Apa yang disampaikan guru belum tentu diterima siswa sebagaimana apa yang diharapkan guru. Tugas guru utamanya bukan mentransfer pengetahuan tetapi memfasilitasi kegiatan pembelajaran sehingga siswa memiliki kesempatan aktif belajar dengan cara mengkonstruksi pengetahuan berdasar pengalaman siswa sendiri. Dalam kegiatan pembelajaran guru perlu mempertimbang adanya perbedaan tingkat konsepsi siswa terhadap apa yang yang diamati. Dalam memahami suatu konsep sering terjadi konflik kognitif disebabkan oleh adanya problematika perbedaan tingkat konsepsi akibat beragamnya pengalaman siswa. Dalam hal seperti ini, guru perlu membuat kesepakatan-kesepakatan konseptual misalnya melalui diskusi kelas.
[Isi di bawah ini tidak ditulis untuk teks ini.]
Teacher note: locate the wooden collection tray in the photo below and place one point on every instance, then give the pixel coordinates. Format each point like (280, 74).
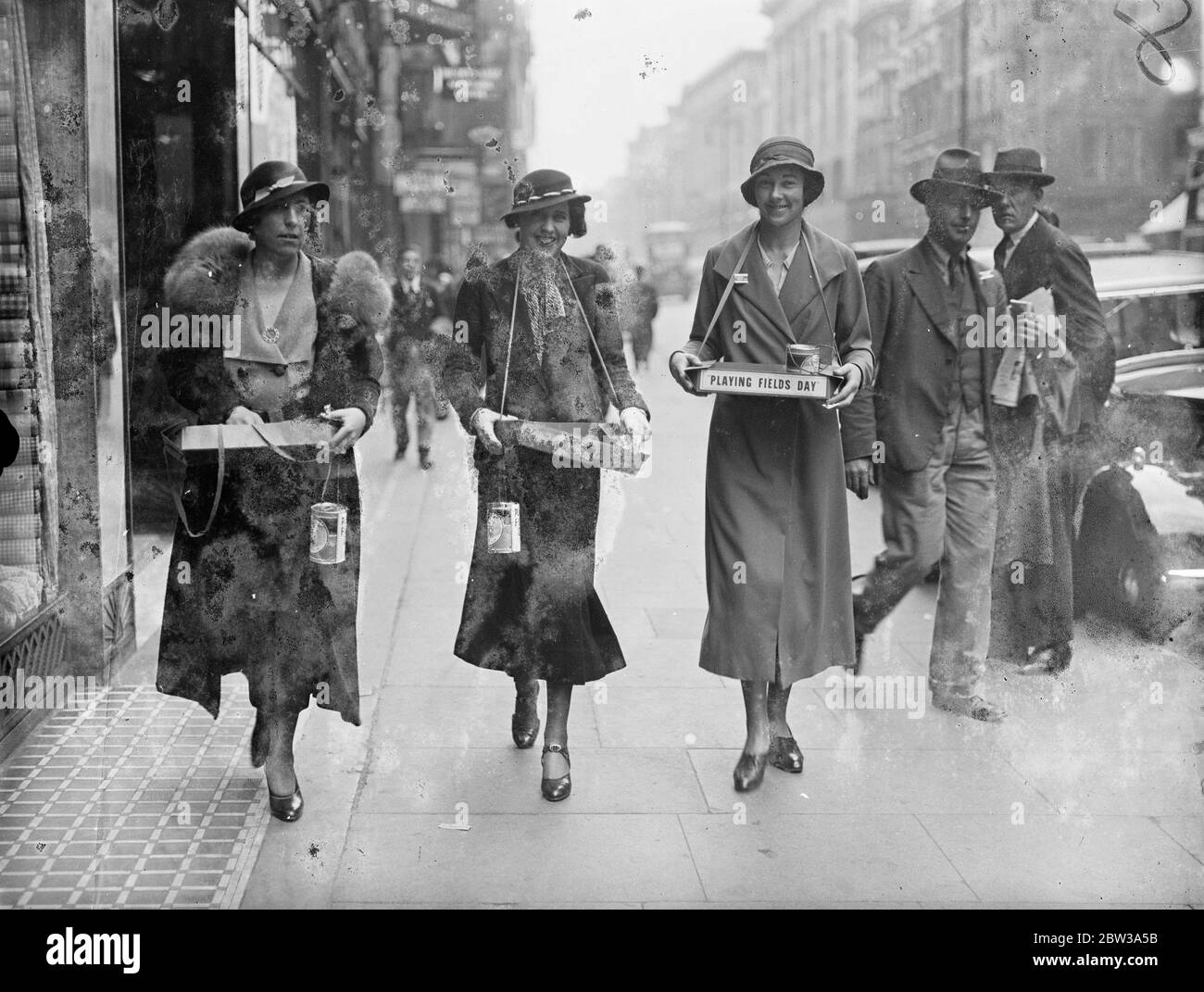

3. Konstruktivisme Menurut Vygotsky
Psikolog Rusia Lev Semionovich (meninggal tahun 1934), berkaitan dengan perkembangan intelektual siswa mengemukakan dua ide. Pertama bahwa perkembangan intelektual siswa dapat dipahami hanya dalam konteks budaya dan sejarah pengalaman siswa (van der Veer dan Valsiner dalam Slavin, 2000) dan mempercayai bahwa perkembangan intelektual bergantung pada sistem tanda (sign sistem) yang individu berkembang dengannya (Ratner dalam Slavin, 2000: 43). Sistem tanda adalah simbol-simbol yang secara budaya diciptakan untuk membantu orang berpikir, berkomunikasi, dan memecahkan masalah, misalnya budaya bahasa, sistem tulisan dan sistem perhitungan.